Semantic clustering of images with a convolutional neural network

Recent studies in the field of computer vision have shown the abilities of deep convolutional neural networks to learn high level image representation. These representations have reach semantic and can be very handy in various visual tasks. One of such task that can make use of high level features is semantic clusterization. Let’s find some pictures in Google Web Search, feed them to CNN and apply k-means to the extracted feautures and take the biggest clusters, here is what I got for different queries :

Query “extreme”: extreme

On the left is the query result and on the right - some groups of images. It’s clear that pictures in the same group are closer in semantic than images across. Here we got two clusters, first for the American rock band and the second for some extreme activity.

Query “destruction”:

distruction

Now we have three clusters and arguably three slightly different meanings: an explosion, destroyed buildings and a forest fire.
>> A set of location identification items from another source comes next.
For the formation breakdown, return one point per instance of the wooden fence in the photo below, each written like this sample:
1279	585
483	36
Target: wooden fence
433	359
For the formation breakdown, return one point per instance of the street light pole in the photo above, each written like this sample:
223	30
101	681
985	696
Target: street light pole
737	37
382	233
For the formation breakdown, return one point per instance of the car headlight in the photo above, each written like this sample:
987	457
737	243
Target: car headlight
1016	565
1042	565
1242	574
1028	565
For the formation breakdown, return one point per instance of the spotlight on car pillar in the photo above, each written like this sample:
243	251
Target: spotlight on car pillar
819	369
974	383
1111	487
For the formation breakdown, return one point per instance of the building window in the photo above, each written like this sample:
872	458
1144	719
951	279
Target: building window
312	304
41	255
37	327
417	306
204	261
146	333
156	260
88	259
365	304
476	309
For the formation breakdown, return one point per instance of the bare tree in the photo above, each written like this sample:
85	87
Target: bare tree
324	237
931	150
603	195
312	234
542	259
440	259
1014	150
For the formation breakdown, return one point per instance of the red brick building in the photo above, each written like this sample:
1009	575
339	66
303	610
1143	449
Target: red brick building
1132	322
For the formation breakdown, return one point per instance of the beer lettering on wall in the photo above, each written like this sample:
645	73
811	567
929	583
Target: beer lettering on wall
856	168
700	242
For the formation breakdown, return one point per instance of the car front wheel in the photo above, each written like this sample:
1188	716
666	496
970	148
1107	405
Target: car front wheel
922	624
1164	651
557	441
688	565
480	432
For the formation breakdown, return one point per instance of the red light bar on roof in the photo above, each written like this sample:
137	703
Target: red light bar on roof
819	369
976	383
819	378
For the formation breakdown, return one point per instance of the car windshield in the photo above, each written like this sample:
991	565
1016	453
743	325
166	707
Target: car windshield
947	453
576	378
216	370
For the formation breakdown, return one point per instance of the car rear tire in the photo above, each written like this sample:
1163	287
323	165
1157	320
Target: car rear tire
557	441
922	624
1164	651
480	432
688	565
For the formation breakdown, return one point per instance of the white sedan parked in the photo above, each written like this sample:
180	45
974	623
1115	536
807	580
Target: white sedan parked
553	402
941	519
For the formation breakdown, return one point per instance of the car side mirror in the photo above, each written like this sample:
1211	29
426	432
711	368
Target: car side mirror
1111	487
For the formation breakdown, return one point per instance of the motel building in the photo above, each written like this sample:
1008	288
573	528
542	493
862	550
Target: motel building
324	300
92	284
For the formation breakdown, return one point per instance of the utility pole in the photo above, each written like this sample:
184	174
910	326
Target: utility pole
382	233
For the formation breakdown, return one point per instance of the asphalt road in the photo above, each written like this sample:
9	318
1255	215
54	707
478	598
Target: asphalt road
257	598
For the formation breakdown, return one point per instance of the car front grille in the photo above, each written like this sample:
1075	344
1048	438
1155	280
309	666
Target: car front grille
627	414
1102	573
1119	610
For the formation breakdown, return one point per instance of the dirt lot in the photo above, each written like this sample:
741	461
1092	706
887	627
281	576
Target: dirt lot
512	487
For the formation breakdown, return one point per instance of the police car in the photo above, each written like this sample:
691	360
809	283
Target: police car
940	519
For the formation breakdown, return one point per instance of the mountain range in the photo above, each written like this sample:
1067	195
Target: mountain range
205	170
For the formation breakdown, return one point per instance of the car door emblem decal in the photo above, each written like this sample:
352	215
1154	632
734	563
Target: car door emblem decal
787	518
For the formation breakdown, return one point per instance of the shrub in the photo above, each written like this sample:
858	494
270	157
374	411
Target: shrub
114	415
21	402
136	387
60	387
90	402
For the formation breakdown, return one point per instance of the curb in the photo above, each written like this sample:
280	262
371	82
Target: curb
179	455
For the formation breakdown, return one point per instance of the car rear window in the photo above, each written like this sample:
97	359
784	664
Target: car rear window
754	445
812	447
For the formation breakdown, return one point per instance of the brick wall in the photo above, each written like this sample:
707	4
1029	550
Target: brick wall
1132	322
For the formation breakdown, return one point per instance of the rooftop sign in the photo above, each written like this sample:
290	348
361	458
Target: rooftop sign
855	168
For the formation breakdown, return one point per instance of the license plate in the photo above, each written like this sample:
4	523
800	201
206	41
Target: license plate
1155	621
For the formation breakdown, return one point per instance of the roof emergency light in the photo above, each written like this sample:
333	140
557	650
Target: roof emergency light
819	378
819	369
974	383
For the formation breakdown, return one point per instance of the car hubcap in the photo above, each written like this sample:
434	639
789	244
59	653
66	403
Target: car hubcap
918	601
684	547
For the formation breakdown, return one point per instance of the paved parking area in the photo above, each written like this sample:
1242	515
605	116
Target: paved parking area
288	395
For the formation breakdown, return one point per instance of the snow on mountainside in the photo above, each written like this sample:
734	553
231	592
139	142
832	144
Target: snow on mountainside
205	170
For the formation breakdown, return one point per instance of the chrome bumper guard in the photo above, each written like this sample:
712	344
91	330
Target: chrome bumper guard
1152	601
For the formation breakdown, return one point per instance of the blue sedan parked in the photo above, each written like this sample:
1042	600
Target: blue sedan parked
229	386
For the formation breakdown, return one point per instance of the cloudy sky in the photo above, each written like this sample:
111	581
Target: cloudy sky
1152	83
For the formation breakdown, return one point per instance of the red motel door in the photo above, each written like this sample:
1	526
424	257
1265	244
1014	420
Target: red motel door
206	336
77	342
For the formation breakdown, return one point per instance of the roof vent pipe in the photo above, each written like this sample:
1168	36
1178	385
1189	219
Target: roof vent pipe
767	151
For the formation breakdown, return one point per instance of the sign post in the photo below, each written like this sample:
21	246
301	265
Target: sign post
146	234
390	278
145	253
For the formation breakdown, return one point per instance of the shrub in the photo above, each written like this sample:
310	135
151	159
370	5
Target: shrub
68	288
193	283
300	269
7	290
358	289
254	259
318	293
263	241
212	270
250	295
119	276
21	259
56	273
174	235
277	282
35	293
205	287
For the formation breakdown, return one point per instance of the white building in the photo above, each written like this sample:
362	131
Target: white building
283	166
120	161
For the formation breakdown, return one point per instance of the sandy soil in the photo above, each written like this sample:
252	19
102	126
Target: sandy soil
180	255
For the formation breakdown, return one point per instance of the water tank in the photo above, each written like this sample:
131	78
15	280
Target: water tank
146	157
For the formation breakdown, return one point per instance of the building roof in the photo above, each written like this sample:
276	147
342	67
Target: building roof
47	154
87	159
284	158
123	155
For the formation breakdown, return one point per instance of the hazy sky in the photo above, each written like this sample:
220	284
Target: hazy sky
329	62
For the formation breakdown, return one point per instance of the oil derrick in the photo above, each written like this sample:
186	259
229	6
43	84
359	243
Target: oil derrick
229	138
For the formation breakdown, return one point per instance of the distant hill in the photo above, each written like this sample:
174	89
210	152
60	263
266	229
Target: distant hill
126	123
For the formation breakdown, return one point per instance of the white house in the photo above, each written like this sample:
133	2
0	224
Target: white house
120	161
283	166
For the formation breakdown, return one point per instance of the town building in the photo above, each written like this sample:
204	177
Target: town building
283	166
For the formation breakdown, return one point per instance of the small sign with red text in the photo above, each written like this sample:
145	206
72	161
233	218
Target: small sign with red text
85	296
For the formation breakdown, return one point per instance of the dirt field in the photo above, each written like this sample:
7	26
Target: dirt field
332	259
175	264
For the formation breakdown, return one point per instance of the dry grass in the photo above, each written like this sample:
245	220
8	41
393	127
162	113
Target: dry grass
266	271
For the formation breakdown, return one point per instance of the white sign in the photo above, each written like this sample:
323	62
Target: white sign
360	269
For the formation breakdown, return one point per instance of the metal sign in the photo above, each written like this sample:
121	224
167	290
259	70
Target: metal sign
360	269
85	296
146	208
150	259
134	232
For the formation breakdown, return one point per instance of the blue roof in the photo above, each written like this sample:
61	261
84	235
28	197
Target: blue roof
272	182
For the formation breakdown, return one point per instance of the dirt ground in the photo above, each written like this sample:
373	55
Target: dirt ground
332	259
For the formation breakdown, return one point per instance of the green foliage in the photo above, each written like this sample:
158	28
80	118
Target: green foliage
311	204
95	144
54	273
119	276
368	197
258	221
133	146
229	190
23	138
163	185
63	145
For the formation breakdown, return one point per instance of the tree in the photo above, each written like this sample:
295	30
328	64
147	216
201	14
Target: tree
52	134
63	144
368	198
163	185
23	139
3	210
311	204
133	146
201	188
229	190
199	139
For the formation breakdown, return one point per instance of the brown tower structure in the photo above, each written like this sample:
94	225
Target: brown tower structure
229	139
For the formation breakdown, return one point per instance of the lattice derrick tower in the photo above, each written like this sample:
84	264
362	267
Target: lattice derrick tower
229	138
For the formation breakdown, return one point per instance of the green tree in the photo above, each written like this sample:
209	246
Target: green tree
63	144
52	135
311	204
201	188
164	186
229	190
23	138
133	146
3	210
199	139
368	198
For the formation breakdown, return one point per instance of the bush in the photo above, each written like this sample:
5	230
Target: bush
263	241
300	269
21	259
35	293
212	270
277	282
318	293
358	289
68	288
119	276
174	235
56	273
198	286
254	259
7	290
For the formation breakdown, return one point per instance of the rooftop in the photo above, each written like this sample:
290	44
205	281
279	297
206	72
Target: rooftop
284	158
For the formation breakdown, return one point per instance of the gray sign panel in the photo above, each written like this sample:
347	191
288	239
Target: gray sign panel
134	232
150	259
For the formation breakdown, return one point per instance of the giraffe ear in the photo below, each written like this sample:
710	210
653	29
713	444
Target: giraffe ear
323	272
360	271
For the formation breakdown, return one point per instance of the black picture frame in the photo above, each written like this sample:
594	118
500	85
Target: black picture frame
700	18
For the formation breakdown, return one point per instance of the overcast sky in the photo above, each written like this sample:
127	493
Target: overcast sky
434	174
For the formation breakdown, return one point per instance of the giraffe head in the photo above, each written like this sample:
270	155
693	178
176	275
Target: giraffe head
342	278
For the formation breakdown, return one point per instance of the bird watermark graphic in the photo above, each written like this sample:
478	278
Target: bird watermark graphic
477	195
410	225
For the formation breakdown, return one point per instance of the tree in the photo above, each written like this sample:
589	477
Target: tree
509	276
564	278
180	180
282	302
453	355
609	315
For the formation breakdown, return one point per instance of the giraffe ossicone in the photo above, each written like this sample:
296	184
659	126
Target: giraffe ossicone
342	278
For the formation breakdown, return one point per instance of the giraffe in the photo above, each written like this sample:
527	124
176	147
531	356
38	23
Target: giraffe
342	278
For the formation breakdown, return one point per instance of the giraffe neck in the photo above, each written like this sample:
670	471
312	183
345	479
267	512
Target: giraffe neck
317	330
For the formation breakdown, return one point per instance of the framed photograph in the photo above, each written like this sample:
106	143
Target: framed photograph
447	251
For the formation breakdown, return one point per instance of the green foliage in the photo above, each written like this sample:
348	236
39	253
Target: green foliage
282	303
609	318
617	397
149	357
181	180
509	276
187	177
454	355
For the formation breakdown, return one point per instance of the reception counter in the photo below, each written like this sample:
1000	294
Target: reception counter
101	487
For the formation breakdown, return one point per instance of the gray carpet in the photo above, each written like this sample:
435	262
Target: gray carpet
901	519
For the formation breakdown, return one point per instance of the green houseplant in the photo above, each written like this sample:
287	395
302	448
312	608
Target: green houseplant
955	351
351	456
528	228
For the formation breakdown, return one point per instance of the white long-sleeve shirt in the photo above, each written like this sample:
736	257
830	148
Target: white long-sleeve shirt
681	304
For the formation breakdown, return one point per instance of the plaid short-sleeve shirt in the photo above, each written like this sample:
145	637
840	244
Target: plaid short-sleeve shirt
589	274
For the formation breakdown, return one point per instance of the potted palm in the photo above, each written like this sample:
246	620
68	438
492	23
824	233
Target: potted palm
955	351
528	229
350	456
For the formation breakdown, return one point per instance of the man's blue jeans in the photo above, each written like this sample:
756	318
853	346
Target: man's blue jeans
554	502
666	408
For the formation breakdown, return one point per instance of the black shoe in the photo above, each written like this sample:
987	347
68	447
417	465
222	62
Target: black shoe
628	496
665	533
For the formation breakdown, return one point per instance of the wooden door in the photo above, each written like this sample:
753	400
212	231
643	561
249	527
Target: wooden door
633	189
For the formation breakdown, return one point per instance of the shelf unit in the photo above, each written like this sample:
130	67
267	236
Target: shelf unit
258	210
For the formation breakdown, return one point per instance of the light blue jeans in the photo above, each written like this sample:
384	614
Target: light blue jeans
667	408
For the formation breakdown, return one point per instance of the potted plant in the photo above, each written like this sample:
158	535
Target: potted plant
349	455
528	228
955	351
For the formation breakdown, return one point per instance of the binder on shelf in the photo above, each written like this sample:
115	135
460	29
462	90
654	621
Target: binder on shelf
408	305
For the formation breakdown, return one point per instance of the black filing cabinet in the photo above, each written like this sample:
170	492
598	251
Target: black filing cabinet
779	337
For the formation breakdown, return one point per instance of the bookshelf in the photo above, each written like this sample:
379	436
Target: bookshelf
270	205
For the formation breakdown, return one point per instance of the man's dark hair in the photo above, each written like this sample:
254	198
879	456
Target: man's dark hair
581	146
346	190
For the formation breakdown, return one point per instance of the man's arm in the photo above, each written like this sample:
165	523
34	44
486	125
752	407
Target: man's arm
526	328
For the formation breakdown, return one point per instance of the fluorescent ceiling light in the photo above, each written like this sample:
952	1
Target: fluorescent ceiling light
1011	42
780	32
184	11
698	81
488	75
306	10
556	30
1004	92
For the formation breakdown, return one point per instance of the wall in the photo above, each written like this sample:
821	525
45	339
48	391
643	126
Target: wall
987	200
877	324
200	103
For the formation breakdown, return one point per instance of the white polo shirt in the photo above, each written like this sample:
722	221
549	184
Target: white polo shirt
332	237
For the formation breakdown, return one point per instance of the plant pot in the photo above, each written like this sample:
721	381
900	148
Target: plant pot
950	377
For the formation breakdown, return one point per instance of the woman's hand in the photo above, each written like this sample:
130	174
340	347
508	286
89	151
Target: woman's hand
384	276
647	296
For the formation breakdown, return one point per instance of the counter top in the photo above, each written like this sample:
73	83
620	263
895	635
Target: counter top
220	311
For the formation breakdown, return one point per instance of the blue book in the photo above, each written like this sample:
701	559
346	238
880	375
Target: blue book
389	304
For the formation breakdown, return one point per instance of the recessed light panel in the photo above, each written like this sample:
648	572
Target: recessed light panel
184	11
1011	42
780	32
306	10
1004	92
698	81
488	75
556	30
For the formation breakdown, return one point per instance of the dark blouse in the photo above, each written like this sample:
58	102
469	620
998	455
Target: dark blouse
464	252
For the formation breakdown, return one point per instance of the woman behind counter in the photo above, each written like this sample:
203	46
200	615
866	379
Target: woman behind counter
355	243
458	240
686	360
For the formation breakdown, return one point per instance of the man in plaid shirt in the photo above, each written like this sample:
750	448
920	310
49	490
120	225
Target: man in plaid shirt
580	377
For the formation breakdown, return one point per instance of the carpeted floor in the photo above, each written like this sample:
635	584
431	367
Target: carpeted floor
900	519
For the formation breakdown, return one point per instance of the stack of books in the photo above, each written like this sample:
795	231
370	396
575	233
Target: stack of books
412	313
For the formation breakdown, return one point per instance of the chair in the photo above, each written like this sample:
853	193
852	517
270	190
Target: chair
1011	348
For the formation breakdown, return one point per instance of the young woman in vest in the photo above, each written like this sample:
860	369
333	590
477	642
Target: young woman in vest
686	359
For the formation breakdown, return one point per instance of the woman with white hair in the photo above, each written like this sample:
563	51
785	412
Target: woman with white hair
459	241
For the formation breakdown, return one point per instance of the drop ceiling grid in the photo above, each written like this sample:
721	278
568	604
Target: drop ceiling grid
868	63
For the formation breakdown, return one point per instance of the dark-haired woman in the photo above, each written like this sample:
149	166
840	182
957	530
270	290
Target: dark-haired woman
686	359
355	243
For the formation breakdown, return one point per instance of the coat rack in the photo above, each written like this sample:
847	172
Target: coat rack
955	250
Let’s try a query that for sure should show images with different semantic.

Query “apple”:

apple

As you might guess Google will return results containing some Apple products andd we can automatically move images with different meaning to their semantic group by applying clustering algorithm on CNN codes. Having multiple images in top-k biggest clusters we can pull out centroids and use them as different representation of the same concept. Let’s do this for our examples:

centroids

Here centroids of the “distruction” clusters can be thought as different representations of a destruction. There are many other applications, for example, semantic clusters can help to find the most popular meaning for some text term. We can also apply clustering to filter duplicates as they tend to fall into the same group, in this case we need to select images from different groups.

So coming to conclusion, deep convolutional neural networks can produce very good abstractions that can be further used in many visual recognition tasks that hardly be possible without them.